A cotton trading company in Shandong said that taking into account the Spring Festival holiday in mid-to-late January and the main ICE cotton futures contract rebounding from 80.46 cents/pound to 89.31 cents/pound, the remaining cotton import quota within the 1% tariff in 2022 is too small. and other factors, the import volume is lower than that in December 2022, and it is understandable that the year-on-year growth has dropped significantly or even “turned negative”. However, the cotton import volume in February 2023 has been “halved” compared with the same period of the previous year, with a year-on-year decrease of more than 50% (moreover Spring Festival in February 2022), which is very confusing.
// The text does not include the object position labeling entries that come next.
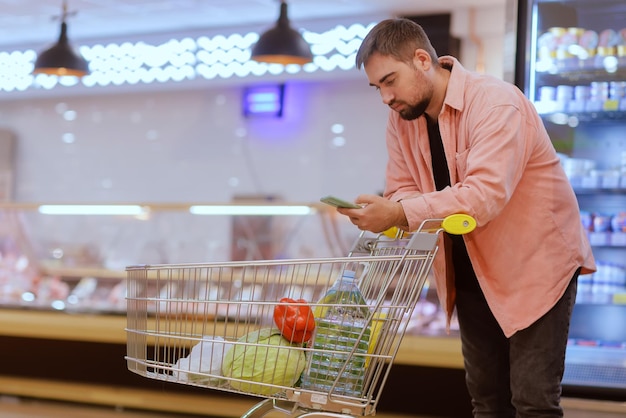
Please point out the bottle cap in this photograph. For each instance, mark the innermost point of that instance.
(349, 274)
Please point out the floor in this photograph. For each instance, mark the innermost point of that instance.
(11, 407)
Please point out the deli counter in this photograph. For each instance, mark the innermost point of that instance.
(63, 288)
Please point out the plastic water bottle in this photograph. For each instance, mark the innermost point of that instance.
(337, 330)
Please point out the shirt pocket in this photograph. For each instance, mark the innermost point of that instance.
(461, 164)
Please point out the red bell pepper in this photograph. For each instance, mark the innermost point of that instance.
(294, 318)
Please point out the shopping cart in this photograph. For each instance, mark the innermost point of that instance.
(213, 325)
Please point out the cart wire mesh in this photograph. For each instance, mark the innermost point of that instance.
(212, 325)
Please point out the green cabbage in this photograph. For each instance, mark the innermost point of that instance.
(269, 359)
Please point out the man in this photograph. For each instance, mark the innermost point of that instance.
(460, 142)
After all, in February, the operating rate of cotton textile enterprises across the country rebounded across the board, and enterprises’ raw material inquiries/stock replenishment were relatively active; in addition, the ICE cotton futures May contract failed to test 90 cents per pound and continued to fall back, breaking through 85 cents per pound. , approaching 80 cents/pound (the intraday low of 80.88 cents/pound on February 17) and the gradual release of 1% tariff quotas in 2023, etc., but the actual import volume of foreign cotton is somewhat unexpected.
As for the reasons for the sharp year-on-year decline in cotton imports from January to February 2023, industry analysts generally believe that: on the one hand, the new export orders for cotton textile and apparel in the first quarter of 2023 are “strong expectations, weak reality”, and they are still short-term and small orders. , mainly bulk orders, large orders, medium and long-term foreign trade orders are obviously insufficient, and cotton-using enterprises are forced to continue the strategy of “buy as you use, place orders when needed”; in addition, textile and garment enterprises in coastal areas such as Guangdong, Jiangsu and Zhejiang reported that Clothing brand companies/purchasers from various countries such as the United States and the European Union have once again tightened their requirements on Xinjiang cotton import bans, which has restricted the enthusiasm of Chinese companies to accept traceability orders (since January, US cotton/Brazilian cotton/Australian cotton/Indian cotton, etc.) Shipments of domestic yarns with raw materials mixed with cotton also continue to be light); on the other hand, factors such as sufficient domestic cotton supply in 2022/23, continued depreciation of the RMB exchange rate, and an inversion of domestic and foreign cotton at around 1,000 yuan/ton are also suppressing foreign cotton imports. Judging from the overall performance in February, the three major exchange rate quotes of the RMB central parity, onshore and offshore RMB, all showed a depreciation rate of close to 3%, which is obviously detrimental to the import of cotton, cotton yarn and so on.